Financement des transports après la crise
Augmentation des coûts de fonctionnement, remise en cause des investissements, diminution de la fréquentation et des recettes de trafic… le financement des transports en commun va devoir se ré-inventer après la crise sanitaire.
Le coût du transport est majoritairement supporté par les collectivités
Le titre de transport (ticket à l’unité ou abonnement) ne correspond qu’à une fraction du coût de fonctionnement. Environ un tiers, parfois moins, parfois même rien du tout si l’utilisation des transports publics est gratuite. Ainsi, les collectivités locales supportent l’essentiel du coût réel. Le budget alloué au transport public est d’ailleurs l’un des postes les plus importants des agglomérations et métropoles. En bout de chaîne, les entreprises contribuent fortement via le Versement Transport (une contribution dépendant de la masse salariale).

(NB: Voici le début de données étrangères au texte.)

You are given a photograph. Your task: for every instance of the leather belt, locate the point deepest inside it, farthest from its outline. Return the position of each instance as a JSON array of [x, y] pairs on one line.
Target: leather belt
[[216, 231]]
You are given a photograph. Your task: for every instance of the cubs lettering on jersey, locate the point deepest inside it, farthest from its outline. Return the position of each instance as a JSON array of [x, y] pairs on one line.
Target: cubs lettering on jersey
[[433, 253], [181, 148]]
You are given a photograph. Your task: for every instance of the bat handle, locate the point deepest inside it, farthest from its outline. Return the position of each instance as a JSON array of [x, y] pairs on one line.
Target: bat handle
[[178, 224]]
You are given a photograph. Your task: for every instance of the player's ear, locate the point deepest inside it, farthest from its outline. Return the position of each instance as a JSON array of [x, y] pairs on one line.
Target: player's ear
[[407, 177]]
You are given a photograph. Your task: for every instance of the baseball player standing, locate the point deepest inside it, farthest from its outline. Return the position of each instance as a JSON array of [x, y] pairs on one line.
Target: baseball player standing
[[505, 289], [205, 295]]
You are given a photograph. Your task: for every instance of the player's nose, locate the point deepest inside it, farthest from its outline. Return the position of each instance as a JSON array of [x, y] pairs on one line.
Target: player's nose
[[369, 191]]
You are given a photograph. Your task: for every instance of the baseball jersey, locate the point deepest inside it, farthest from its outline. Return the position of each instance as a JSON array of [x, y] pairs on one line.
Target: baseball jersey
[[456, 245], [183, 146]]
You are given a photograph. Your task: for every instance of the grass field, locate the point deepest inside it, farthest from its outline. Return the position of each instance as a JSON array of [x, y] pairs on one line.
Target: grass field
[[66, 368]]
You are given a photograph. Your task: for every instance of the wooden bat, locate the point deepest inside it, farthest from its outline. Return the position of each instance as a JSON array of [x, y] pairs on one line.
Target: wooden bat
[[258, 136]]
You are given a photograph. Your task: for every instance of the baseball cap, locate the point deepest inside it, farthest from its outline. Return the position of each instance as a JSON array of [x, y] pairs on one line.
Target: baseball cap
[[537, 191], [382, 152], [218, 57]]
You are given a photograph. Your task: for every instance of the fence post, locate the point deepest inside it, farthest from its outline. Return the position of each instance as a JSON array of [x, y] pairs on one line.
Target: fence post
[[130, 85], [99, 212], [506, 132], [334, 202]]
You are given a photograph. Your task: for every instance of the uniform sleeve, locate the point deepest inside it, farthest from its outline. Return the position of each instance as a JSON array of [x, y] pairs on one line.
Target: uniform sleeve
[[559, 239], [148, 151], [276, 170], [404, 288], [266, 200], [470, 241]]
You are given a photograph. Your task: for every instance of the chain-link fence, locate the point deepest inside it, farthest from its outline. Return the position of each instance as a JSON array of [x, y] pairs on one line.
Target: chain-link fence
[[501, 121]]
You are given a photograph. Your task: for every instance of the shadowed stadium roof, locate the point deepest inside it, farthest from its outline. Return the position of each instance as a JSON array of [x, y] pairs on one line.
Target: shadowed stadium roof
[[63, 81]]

Les investissements (infrastructure de transport, systèmes d’aide à l’exploitation ou d’information des voyageurs, matériel roulant) sont dans la grande majorité des cas financés exclusivement par les collectivités. Les principales infrastructures bénéficient en outre d’aides des régions, de l’Etat et de l’Europe.

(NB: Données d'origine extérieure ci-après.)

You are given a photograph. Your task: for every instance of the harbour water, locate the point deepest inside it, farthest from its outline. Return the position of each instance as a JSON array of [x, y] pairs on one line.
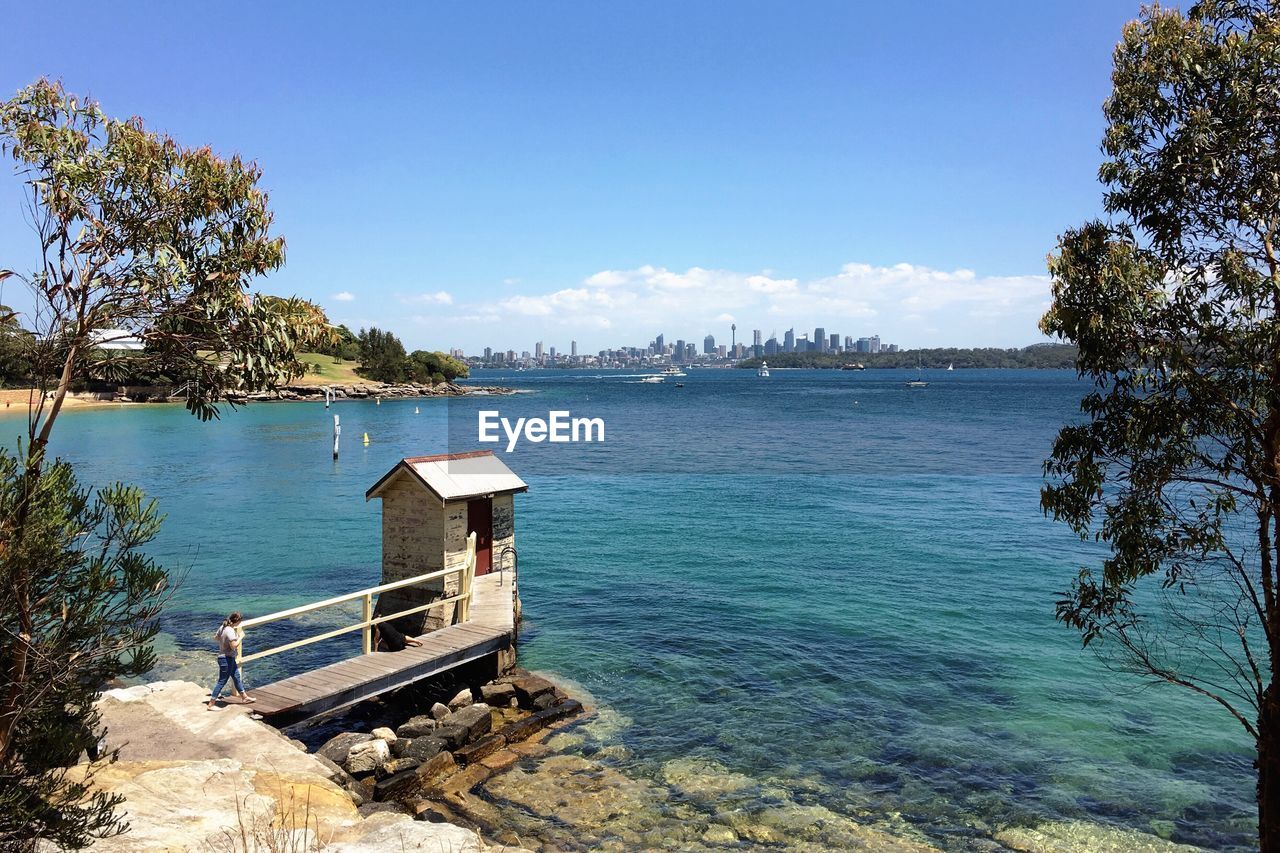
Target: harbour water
[[830, 588]]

Le coût de fonctionnement est en hausse pendant la crise
Cela peut paraître contre-intuitif, mais les opérateurs de transport public n’ont pas fait d’économies pendant la crise sanitaire. Au contraire, Keolis, Transdev, RATP et leurs filiales (pour ne citer que les principaux) ont vu leurs dépensent augmenter.
Renforcement du nettoyage des bus et tramways, fourniture d’équipements de protection (achetés à prix d’or) pour les agents, absentéisme des conducteurs malades, information et accompagnement des voyageurs… autant d’éléments qui font grimper la facture.
En parallèle, les recettes liées à la vente de titre de transport sont en chute libre. Avec une fréquentation autour de 15% du niveau habituel pendant le confinement, et les opérations de dédommagement pour les abonnés, l’équilibre financier n’est plus assuré.
Acheter son titre de transport, un acte moins fréquent pendant la crise sanitaire.
Photo Sébastien Botella / Nice Matin
Certes, l’offre de transport a légèrement baissé pendant le confinement, surtout au début. Mais les niveaux moyens constatés (de l’ordre de 80% selon les villes) ne permettent pas de compenser le surcoût d’exploitation.
Des recettes de trafic en berne pour longtemps
Après quelques jours de déconfinement, la hausse de fréquentation des transports publics reste limitée, surtout en province. Les recettes de trafic (vente de titres et d’abonnement) vont rester en deçà des prévisions, probablement pour longtemps. Les usagers limitent leurs déplacements et les personnes à risque évitent les transports en commun. Les étudiants, qui représentent une part importante de la clientèle des transports, ne seront de retour qu’en septembre. Le financement des transports publics après la crise va donc devenir un sujet central chez les opérateurs…
Cette situation financière critique va mettre l’ensemble des réseaux de transports publics dans des situations très difficiles et encore pour plusieurs mois
Thierry Mallet, président de Transdev et de l’UTP (interview à lire sur ville-rail-transports.com)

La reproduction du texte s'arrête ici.